Instruction criticality has previously been expressed as a directed acyclic graph which can be found using reverse graph traversal, but this is difficult to identify at runtime, when only the forward flow is available (Fields et al., ISCA '01). We explored how several machine learning algorithms could be used to improve upon the token-based Fields criticality predictor, by training them on a number of dynamic instruction features. We found that decision trees offer the greatest prediction accuracy, achieving a 95% test set prediction accuracy.

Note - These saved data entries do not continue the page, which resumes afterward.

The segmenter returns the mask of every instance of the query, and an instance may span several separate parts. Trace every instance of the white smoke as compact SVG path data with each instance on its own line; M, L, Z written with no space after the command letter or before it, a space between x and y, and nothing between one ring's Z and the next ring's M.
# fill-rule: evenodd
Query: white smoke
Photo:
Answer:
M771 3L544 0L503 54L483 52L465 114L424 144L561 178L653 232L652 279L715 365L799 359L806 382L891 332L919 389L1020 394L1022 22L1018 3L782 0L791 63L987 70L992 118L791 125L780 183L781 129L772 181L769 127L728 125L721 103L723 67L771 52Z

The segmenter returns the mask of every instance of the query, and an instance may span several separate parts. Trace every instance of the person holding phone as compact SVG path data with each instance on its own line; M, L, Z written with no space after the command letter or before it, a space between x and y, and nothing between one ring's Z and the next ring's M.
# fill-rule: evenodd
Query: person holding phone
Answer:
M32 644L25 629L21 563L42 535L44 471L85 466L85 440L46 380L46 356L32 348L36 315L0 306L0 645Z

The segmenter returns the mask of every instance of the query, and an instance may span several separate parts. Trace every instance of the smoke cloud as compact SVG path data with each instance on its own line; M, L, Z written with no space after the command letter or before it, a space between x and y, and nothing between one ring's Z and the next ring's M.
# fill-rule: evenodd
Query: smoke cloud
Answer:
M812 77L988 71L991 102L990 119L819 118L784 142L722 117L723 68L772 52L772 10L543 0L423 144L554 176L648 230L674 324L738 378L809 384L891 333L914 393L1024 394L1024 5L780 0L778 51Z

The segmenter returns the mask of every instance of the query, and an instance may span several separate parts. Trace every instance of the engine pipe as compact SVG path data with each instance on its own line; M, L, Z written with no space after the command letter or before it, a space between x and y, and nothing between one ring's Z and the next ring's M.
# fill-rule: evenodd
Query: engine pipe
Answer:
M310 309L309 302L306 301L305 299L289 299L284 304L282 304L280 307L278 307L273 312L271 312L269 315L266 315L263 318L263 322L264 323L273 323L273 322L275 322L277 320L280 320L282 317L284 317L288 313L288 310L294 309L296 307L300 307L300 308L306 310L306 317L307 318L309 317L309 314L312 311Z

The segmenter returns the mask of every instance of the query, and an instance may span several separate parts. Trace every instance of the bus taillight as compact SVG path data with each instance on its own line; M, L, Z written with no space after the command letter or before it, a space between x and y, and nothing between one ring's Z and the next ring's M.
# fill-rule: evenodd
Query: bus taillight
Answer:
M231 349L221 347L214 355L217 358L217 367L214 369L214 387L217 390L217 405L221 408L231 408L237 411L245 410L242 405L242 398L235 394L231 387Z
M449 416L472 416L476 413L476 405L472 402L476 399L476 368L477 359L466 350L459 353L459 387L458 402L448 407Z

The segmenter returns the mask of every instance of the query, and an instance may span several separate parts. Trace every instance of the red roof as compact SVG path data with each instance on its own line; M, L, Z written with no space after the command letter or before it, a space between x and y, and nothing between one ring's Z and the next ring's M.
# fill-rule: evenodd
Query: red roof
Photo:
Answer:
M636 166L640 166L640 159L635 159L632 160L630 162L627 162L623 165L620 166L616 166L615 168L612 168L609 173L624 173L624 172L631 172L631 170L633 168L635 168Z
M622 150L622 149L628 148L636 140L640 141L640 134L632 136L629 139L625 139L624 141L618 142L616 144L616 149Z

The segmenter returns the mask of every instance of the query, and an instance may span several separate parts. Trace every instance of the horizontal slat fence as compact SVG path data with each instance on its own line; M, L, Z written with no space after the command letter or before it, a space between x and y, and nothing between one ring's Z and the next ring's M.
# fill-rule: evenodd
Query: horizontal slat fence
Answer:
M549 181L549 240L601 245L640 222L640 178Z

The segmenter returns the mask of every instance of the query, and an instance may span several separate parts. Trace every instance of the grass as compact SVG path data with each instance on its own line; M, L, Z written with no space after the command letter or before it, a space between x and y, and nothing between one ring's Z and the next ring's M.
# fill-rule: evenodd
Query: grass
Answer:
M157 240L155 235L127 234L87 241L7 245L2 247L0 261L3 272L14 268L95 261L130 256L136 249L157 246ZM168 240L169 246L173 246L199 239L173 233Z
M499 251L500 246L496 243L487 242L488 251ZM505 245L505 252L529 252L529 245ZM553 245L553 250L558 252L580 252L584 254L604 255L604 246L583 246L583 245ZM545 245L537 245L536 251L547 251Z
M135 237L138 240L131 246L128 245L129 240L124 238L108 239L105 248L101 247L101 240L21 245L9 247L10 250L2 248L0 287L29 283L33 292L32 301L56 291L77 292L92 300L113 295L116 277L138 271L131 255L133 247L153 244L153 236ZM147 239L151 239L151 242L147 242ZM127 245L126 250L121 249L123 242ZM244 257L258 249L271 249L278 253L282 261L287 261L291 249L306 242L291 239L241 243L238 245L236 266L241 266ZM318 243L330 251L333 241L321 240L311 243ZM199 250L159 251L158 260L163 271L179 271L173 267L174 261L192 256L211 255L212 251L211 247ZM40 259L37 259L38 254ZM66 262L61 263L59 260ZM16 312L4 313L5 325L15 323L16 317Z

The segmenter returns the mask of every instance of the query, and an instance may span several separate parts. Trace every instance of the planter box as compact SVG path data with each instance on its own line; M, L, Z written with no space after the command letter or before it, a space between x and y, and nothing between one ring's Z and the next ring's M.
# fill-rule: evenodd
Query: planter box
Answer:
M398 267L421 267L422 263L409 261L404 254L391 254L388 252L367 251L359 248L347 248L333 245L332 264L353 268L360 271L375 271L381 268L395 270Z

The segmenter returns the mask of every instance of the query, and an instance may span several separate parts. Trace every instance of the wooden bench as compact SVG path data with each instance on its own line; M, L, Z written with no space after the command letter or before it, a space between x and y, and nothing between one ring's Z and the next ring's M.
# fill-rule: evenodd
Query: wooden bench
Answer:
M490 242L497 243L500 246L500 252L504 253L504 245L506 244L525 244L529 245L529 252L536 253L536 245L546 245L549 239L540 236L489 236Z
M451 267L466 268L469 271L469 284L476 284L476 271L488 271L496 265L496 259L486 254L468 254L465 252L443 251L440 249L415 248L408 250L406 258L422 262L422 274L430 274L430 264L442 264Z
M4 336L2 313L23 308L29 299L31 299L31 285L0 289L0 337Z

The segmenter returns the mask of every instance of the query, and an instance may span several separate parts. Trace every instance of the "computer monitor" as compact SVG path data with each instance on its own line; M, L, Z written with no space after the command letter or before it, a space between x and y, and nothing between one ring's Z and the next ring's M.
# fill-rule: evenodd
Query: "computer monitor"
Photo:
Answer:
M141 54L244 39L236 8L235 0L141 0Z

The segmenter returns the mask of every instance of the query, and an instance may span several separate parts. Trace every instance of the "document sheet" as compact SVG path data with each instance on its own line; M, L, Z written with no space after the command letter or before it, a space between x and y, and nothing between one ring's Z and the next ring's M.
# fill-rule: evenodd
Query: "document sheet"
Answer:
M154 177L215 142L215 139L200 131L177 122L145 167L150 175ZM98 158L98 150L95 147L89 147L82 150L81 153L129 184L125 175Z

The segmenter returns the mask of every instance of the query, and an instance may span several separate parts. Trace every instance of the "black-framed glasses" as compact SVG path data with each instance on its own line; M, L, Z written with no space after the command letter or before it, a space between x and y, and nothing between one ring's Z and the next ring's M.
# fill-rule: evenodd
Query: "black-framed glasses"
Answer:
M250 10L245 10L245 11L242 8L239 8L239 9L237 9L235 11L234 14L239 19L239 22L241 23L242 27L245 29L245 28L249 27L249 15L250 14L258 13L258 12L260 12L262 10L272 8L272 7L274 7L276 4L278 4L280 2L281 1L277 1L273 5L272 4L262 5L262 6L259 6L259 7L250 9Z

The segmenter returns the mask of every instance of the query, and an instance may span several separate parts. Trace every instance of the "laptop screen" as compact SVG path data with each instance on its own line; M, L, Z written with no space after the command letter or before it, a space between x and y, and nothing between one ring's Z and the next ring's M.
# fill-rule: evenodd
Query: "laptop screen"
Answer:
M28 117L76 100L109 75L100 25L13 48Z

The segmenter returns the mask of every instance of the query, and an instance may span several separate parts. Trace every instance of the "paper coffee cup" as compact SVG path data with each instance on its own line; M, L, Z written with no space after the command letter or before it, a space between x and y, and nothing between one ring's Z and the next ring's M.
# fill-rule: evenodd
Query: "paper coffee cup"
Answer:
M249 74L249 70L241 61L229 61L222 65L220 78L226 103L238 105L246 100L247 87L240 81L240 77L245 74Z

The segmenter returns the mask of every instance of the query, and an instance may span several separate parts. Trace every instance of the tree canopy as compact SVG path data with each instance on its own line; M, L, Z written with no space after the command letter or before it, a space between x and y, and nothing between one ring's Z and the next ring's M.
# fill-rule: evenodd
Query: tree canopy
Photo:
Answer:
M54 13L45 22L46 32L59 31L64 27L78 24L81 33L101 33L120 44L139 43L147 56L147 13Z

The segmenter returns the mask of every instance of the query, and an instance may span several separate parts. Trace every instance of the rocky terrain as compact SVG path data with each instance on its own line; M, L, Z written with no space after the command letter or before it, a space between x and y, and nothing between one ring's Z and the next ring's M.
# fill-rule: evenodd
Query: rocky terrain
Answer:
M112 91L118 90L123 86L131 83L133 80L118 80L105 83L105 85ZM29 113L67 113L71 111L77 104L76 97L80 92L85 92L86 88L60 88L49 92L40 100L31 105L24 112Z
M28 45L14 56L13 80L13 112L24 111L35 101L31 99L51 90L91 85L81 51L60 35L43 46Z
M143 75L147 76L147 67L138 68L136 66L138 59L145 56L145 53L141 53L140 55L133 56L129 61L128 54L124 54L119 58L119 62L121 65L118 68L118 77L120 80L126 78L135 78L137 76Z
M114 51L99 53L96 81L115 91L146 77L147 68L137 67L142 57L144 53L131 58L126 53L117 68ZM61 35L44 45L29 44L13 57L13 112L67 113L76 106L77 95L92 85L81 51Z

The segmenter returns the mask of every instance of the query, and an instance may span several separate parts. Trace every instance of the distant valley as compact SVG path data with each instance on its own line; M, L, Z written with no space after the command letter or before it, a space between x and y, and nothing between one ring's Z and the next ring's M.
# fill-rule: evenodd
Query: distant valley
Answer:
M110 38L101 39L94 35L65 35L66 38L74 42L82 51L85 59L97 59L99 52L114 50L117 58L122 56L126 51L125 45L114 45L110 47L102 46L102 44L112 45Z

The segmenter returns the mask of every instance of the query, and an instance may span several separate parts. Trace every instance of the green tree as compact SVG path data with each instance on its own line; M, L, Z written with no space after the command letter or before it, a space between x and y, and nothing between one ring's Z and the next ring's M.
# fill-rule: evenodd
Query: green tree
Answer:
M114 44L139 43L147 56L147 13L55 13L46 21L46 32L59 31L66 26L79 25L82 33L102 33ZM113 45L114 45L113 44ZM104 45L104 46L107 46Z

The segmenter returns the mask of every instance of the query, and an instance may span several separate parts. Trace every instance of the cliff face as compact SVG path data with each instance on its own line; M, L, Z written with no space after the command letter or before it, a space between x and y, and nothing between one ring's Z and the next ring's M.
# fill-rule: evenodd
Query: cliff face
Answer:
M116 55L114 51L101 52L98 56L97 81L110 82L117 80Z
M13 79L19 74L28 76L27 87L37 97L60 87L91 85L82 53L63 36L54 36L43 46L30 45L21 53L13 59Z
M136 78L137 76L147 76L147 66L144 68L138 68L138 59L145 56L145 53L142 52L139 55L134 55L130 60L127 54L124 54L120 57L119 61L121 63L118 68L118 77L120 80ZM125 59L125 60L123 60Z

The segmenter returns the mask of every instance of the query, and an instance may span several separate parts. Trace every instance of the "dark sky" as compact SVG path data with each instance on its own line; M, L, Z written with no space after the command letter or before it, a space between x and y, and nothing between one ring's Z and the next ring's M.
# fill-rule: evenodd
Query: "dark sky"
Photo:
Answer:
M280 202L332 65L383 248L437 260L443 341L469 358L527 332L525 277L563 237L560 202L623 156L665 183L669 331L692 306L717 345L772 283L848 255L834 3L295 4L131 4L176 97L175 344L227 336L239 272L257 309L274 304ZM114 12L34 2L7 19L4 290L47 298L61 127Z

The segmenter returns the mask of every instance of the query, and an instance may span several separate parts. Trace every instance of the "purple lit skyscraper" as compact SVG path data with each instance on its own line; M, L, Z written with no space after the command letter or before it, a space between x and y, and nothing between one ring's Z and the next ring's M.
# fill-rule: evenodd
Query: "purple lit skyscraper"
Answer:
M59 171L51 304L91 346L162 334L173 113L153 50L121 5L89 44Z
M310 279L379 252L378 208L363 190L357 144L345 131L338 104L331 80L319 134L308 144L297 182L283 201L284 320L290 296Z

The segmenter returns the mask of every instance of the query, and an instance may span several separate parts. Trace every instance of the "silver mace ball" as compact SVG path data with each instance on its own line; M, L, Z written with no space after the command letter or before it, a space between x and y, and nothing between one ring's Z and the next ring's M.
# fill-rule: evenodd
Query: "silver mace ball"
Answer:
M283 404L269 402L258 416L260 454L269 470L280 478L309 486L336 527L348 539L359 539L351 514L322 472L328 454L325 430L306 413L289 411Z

Synchronous floating-point units often incur high latencies, as their circuit designs must account for worst-case timing for a number of corner cases that require significant additional computation yet rarely occur. Unlike synchronous circuits, asynchronous circuits can significantly reduce the latency of these common cases, by allowing them to complete earlier and notify their consumer immediately. Corner cases simply diverge in the datapath, thus extending the unit's calculation latency only when necessary. We designed the first pass of a single precision IEEE 754 asynchronous floating-point adder, and implemented much of this design at gate level.